The Sub-Committee was informed that the scheme did not apply to business which did not supply food directly to consumers for consumption “on” or “off” the premises. E.g. manufacturers, packers, importers, exporters, business to business suppliers. The scheme was also not applied to businesses which consumers did not normally recognises as food businesses e.g. chemists, off licensing selling only drinks and wrapped goods. However it was added that where a chemist or off license had a fridge with food goods, the Environmental Health Officer would make a judgement at the inspection as to whether the rating needed to be applied.
The officer explained how the scheme was integrated into the work of the Food Safety Division. He stated that each full inspection assessed the business on 8 different criteria (this included the three Food Hygiene Rating Scheme Critera (FHRS)). This determined when the next inspection was due to take place as part of the planned intervention programme.
The three FHRS criteria checked were:
· Hygiene: how hygienically the food was handled, how it was stored, prepared, cooked, cooled, reheated etc.
· Structure: the condition of the structure of the buildings, the cleanliness, layout, lighting, ventilation and other facilities
· Confidence in management: how the business was managed, what it did to make sure food was safe, including documented procedures.
Each of these three elements were essential for making sure that food hygiene standards met requirements and food served or sold was safe to eat.
The mapping of numerical scores was explained to the Sub-Committee and how the three FHRS criteria were scored. The lower the overall number the better the score. It was noted that there was an appeal process in place should the business wish to appeal. Information on the number of premises inspected over the last 3 years together with the rating was presented to the Sub-Committee.
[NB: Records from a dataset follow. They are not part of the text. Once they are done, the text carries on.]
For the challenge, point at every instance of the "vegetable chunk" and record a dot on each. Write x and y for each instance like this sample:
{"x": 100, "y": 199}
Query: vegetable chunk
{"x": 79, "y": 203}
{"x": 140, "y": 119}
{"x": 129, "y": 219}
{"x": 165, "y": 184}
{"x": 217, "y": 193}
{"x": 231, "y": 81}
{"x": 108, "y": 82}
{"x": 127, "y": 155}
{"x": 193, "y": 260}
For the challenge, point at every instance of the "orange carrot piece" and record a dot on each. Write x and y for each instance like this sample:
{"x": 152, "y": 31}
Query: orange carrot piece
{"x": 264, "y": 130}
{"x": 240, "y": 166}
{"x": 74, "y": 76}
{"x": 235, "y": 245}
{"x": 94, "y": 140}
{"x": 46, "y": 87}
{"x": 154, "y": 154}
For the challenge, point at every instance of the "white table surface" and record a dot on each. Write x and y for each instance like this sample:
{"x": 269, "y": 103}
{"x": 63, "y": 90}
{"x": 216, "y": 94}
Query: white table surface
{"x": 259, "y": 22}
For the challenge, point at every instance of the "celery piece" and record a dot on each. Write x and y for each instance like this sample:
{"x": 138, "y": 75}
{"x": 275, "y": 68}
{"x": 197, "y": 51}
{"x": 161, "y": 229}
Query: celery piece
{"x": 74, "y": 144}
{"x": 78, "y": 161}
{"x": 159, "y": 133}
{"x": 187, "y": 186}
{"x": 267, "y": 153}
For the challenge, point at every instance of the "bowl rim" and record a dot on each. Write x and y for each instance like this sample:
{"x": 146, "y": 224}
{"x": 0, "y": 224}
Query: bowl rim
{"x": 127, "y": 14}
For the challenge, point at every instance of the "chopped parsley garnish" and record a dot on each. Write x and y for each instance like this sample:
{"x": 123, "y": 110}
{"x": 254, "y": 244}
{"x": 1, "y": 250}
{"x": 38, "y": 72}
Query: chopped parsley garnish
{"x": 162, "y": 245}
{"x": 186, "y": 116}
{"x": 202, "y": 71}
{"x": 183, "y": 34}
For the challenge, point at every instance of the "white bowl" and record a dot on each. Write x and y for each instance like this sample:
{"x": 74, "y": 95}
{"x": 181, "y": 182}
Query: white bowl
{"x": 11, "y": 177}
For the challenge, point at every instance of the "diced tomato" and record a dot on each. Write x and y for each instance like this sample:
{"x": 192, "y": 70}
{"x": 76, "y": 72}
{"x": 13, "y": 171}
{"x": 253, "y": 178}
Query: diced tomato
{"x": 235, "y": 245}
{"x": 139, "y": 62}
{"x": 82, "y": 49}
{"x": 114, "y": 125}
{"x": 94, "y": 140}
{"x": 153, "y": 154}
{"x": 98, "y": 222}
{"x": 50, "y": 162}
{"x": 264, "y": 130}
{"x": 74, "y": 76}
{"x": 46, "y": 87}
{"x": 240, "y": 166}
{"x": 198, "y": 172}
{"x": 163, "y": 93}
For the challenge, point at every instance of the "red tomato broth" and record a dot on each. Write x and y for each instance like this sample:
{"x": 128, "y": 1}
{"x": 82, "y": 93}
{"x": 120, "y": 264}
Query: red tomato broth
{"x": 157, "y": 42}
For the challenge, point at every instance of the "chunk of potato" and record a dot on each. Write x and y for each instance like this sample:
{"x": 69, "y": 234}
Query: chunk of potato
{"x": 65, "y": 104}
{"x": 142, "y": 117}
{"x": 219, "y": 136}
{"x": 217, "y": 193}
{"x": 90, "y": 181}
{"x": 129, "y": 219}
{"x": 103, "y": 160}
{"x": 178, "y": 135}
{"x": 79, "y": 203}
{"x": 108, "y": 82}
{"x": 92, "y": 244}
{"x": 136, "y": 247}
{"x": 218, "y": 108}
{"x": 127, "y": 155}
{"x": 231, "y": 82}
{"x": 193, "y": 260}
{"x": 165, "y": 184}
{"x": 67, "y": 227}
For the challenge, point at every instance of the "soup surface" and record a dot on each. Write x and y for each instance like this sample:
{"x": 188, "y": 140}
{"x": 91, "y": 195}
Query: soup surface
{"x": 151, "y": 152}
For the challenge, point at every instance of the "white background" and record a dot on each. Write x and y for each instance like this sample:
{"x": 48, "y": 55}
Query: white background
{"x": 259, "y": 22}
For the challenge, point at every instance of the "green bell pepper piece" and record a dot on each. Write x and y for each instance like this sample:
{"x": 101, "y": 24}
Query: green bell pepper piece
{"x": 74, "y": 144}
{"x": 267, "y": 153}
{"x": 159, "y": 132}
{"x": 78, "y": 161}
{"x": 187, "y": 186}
It was noted that there were a lower number of premises with 0, 1 and 2 ratings in Havering.
Research had shown that food hygiene when eating out and food poisoning were the main concerns that people had about food safety. The scheme provided local residents and visitors with important information about hygiene standards in local businesses and empowered them to make informed choices about where to eat out or shop for food. By telling people about the hygiene standards was an effective way of improving public health protection. Officers stated that all business could achieve the top rating they just needed to comply with all the criteria. Good food hygiene is good for business, as well as profits. The feedback on the scheme from businesses had generally been positive.
The Sub-Committee noted that the Food Standards Agency’s strategy for 2015 to 2020 included extending mandatory display of food hygiene ratings at food outlets in England (as it currently was in Wales). The FSA was gathering evidence to inform the case to present to the Government for consideration and developing an impact assessment setting out the costs and potential benefits of introducing the legislation that would be required for mandatory display of the ratings.
Examples were given to the Sub-Committee of the concerns that are raised both from the public and during inspections.
The Sub-Committee thanked the officer for the very informative presentation.